Saya mengikuti Sigit yang membawa salah satu kantong itu ke dalam ruangan berukuran sekitar tiga kali tiga meter. Perlahan, ia membuka bagian atasnya, menarik apa yang ada di dalamnya. Saya terperanjat. Alih-alih menatap muka bak anjing seperti bayangan wajah kelelawar yang ada di benak saya, muka mungil bagaikan monster muncul perlahan dari balik kain: kedua matanya hitam kecil. Di bagian tengah tampak gelambir bertumpuk-tumpuk bagai kelopak bunga tak beraturan, tak berbentuk muka sewajarnya. Cuping telinganya besar. As­taga, ini mamalia terjelek yang pernah saya lihat. Saya tak bisa membedakan, yang mana bagian hidung atau mulutnya. “Ini pemakan serangga,” jelas Sigit sambil mengamati kelelawar itu.
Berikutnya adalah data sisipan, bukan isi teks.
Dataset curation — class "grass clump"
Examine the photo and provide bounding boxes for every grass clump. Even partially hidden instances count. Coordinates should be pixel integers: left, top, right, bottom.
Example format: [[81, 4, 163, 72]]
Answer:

Makhluk kecil itu memberontak, rongga di bagian bawah mukanya membuka dan me­ngatup. Namun hanya suara cericit kecil yang terdengar. Sigit mengambil sebuah peranti berlabel bat detector. Ukurannya sebesar buku novel besar. Ujungnya yang memiliki tonjolan mirip seperti lampu proyektor ia sodorkan ke muka si pemberontak. Dalam sekejap ruangan sepi itu dipenuhi oleh suara gemeratak yang nyaring dan tajam di telinga. Trak trak trak trak!